Hear me out: as a former 16-year-old, I am fully aware that high school students are not necessarily known for their good-decision making or reasoning skills. Research tells us that the human brain doesn't fully develop until the age of 25, and most people aren't by any means at their cognitive peak when they reach legal adulthood at age 18. This seems to be the main argument behind keeping the voting age where it is; if 18-year-olds aren't technically mature enough to make decisions about government, why on Earth should we willingly enfranchise anyone younger?
This argument, though valid in its own respect, fails to take into account two factors: the civic responsibilities taken on by many 16-year-olds, and the benefits of widening our national voting pool. Denying the vote to members of a demographic who have just started to be affected by the government's decisions is a firm step in the wrong direction for a couple of reasons.
First, 16 seems to be the magic age when many teenagers seek their first job. With this new responsibility comes taxes, a cornerstone of American politics. Disenfranchising any taxpayer is, by definition, taxation without representation (and it goes without saying that this is a practice generally frowned upon in the context of American history). Teenagers also have a stake in other governmental decisions; they are on the front lines of the gun control debate, given the increasing number of school shootings in recent years, and they will be the ones who are left to deal with the climate change crisis when older generations die off. Decisions currently being made by the government affect everyone in America, and lowering the voting age by just two years will allow a broader demographic to have a say in who governs them.
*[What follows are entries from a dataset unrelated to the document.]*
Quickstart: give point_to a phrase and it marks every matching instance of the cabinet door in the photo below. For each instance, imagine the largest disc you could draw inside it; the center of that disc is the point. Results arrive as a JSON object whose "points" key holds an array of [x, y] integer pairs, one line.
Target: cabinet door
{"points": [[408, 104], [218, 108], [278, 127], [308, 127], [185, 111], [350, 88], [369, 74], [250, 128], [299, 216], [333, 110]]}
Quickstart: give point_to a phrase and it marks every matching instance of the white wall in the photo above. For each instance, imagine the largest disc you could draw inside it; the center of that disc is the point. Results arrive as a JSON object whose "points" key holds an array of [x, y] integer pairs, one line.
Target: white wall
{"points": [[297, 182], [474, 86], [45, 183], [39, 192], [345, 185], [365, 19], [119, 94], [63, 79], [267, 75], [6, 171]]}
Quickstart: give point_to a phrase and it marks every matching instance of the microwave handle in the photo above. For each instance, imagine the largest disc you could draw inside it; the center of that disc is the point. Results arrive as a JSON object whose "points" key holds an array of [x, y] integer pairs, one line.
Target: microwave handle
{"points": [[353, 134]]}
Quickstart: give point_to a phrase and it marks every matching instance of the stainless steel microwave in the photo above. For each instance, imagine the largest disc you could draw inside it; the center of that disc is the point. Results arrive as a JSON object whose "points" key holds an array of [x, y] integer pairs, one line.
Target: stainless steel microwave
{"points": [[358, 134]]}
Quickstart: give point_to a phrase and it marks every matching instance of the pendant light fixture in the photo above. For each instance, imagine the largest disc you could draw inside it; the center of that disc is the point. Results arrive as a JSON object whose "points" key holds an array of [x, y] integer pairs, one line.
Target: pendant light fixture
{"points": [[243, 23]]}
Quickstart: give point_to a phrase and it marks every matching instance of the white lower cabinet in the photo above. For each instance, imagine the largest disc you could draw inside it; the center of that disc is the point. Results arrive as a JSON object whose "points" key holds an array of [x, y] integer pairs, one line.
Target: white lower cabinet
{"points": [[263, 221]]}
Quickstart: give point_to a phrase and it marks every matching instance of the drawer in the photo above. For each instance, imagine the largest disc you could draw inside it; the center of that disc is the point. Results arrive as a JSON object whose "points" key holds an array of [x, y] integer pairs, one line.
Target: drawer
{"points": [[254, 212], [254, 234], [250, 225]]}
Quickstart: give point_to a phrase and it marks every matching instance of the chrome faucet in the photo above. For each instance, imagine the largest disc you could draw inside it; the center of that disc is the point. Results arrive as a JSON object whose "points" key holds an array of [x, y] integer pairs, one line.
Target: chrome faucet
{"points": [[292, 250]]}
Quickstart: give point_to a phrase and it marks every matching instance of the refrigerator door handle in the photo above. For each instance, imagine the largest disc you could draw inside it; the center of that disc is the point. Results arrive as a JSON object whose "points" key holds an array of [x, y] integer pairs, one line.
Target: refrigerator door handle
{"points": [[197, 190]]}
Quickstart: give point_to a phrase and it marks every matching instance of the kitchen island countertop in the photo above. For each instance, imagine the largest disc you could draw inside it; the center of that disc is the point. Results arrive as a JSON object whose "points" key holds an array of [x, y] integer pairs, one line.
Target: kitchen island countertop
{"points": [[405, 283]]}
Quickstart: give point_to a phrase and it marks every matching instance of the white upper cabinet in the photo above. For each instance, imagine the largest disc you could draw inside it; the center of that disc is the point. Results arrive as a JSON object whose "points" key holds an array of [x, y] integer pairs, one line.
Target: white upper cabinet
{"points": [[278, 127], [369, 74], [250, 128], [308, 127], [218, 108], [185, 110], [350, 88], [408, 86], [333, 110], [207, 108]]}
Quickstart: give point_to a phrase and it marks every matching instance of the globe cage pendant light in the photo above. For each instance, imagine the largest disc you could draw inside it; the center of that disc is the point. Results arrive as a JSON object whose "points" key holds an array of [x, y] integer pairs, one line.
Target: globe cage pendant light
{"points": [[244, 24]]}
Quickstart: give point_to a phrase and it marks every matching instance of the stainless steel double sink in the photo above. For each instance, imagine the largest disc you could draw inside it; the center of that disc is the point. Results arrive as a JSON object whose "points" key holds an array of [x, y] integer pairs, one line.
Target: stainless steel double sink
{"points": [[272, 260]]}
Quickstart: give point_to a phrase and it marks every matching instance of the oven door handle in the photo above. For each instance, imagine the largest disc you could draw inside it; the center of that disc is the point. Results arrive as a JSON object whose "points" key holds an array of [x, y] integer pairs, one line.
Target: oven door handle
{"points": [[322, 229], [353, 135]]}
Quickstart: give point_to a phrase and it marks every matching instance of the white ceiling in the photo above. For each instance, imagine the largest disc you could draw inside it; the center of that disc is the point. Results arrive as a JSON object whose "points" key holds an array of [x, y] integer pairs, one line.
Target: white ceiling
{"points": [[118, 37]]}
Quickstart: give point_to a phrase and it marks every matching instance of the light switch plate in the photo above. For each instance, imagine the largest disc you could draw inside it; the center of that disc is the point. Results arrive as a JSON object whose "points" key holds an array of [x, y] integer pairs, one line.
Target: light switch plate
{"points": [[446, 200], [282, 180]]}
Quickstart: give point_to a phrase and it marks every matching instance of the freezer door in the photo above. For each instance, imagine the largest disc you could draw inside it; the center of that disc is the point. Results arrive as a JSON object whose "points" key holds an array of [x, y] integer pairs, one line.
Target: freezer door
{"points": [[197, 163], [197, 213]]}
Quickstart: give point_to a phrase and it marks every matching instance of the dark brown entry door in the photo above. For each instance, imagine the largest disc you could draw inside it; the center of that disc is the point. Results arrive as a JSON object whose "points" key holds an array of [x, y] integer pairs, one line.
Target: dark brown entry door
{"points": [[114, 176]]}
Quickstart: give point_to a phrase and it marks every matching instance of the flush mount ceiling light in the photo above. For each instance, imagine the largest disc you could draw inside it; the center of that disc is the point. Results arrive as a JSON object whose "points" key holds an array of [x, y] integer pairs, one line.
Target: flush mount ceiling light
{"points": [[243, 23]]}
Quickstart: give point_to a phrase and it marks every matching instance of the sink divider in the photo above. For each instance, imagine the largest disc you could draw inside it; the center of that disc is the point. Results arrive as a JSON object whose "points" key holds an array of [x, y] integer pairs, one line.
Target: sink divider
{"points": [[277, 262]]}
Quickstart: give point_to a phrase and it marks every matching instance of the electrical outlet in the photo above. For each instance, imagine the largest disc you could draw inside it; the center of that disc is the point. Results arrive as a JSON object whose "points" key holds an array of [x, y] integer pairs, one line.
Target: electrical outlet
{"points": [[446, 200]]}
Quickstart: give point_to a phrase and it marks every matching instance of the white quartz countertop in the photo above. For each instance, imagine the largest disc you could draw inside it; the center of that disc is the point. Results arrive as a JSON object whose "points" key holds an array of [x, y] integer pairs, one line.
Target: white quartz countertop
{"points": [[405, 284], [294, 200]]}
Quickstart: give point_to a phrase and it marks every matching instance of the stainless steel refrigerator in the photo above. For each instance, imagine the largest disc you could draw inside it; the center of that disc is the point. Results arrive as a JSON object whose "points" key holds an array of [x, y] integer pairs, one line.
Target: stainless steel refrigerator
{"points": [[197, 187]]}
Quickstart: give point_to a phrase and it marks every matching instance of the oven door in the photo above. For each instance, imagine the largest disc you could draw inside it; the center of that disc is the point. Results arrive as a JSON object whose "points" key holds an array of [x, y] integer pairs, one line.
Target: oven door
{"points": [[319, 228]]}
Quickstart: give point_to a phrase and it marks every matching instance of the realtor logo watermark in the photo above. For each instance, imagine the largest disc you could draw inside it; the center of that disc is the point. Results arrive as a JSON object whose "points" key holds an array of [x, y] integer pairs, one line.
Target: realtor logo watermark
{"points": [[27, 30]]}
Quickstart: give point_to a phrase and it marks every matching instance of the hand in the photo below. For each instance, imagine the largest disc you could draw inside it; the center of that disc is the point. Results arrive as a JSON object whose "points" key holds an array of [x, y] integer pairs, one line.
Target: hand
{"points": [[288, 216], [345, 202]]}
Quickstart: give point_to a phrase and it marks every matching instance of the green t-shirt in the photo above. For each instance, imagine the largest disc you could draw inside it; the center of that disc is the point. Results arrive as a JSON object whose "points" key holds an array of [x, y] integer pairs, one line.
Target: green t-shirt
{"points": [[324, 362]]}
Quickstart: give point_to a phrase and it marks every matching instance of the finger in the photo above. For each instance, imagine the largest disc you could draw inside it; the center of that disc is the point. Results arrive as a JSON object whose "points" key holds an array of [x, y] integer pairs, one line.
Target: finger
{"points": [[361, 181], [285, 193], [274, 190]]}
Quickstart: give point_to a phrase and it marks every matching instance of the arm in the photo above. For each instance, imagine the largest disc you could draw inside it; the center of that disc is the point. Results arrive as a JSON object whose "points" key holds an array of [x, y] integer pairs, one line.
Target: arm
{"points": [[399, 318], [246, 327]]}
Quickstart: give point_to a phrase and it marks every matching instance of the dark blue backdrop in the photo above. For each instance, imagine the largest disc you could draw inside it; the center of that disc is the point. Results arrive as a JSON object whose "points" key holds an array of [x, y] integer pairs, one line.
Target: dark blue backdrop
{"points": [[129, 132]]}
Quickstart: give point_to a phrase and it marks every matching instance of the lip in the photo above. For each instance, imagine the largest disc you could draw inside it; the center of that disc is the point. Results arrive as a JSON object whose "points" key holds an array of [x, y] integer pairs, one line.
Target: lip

This widened demographic could prove overwhelmingly beneficial to the rest of America, too. America has one of the lowest voter turnouts of the world's developed nations, with the high-profile 2018 midterm elections attracting only 49% of eligible voters. Lowering the voting age to 16 would be a major step in improving this statistic at the federal level, an idea previously supported by voter turnout in local elections where 16-year-olds could vote. As voter turnout is a common gauge of a government's health, it's crucial to our democracy that we do anything to bring out more voters; lowering the voting age just two years is an easy way to do that.
Encouraging good voting habits at a younger age is one of the best things we can do for the future of our citizens and of our country. Young people may not be known for having the best sense, but the fact remains that they have a major stake in decisions being made by the government right now. By lowering the voting age just two years, we can set up young Americans for a lifetime of civic participation, increase voter turnout, and ensure the health of our democracy for generations to come.